= Sputnik-1 EMC/EMI lab model =

Sputnik 1 EMC/EMI is a class of full-scale laboratory models of the Soviet Sputnik 1 satellite, made to test ground Electromagnetic Compatibility (EMC) and Electromagnetic Interference (EMI). The models, manufactured by OKB-1 and NII-885 (headed by Mikhail Ryazansky), were introduced on February 15, 1957.

== Sputnik 1 EMC/EMI Lab Model Number 001 ==
The first testing model Sputnik 1 EMC/EMI – Lab model 001, made on February 15, 1957, is located in Deutsches Technikmuseum Berlin, Germany. It comes from the former collections of Russian institute NII-885. The designer of Sputnik Dr. Mikhail Ryazansky was the director back then. In 2007, on the occasion of 50 years since the launch of the first artificial satellite project Sputnik 1, was this first test model exposed to the public in Deutsches Technikmuseum Berlin, Germany.

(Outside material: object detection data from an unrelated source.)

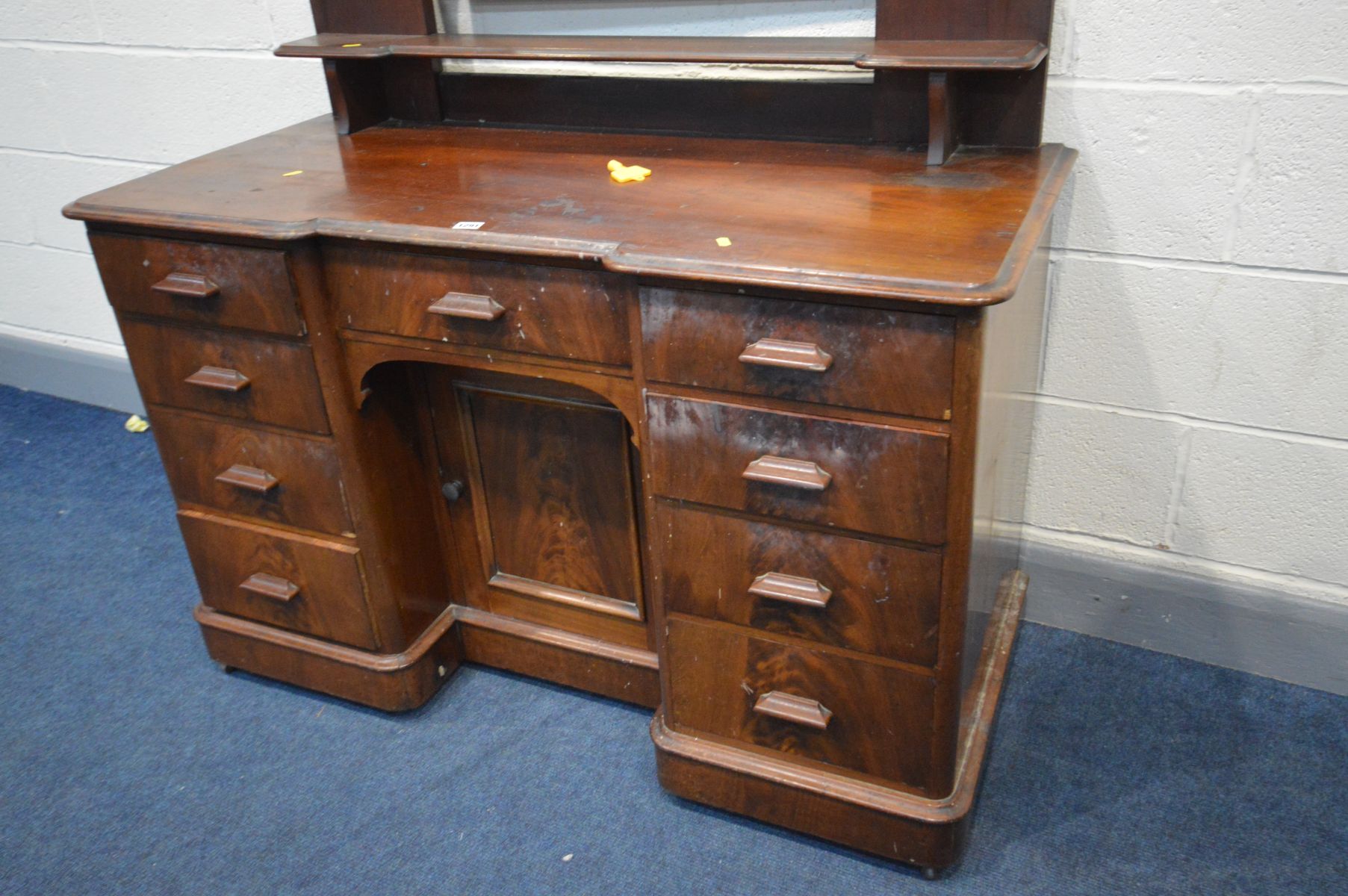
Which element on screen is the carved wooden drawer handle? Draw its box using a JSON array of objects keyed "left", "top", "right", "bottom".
[
  {"left": 750, "top": 573, "right": 833, "bottom": 609},
  {"left": 149, "top": 273, "right": 220, "bottom": 299},
  {"left": 238, "top": 573, "right": 299, "bottom": 603},
  {"left": 740, "top": 340, "right": 833, "bottom": 373},
  {"left": 754, "top": 691, "right": 833, "bottom": 732},
  {"left": 216, "top": 464, "right": 280, "bottom": 494},
  {"left": 426, "top": 293, "right": 506, "bottom": 320},
  {"left": 740, "top": 454, "right": 833, "bottom": 492},
  {"left": 183, "top": 365, "right": 252, "bottom": 392}
]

== Sputnik 1 EMC/EMI Lab Models Number 002 and 003 ==

- Sequence numbers of other test models Sputnik 1 EMC/EMI Lab model: 002, 003.
- Date of production: 1957.
- Producer: OKB-1 a NII-885 (the leader of the team: Dr. Mikhail Ryazansky).
- On July 20, 2016, a working Sputnik-1 EMC/EMI model, serial number 003, was sold at Bonhams in New York for US$269,000. It featured a still-operational transmitter and four antennas. Of four known Sputnik-1 test articles, this was the only one known to be functional.
- Serial numbers 002 a 003 are found in private collections, both models were auctioned off by Bonhams, New York.

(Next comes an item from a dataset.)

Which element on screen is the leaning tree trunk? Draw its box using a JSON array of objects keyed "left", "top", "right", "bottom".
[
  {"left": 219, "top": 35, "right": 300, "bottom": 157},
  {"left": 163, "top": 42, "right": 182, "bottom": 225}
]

== Two View Mockups Sputnik 1 ==
Apart from functional laboratory EMC/EMI models 001, 002 and 003 there are two view mockups, which do not contain any active radio or electronics.

Of four known models, two reside in private hands, one is located at the Energia Corporate Museum outside Moscow, and one, lacking internal components, is displayed at the Museum of Flight in Seattle, Washington, US.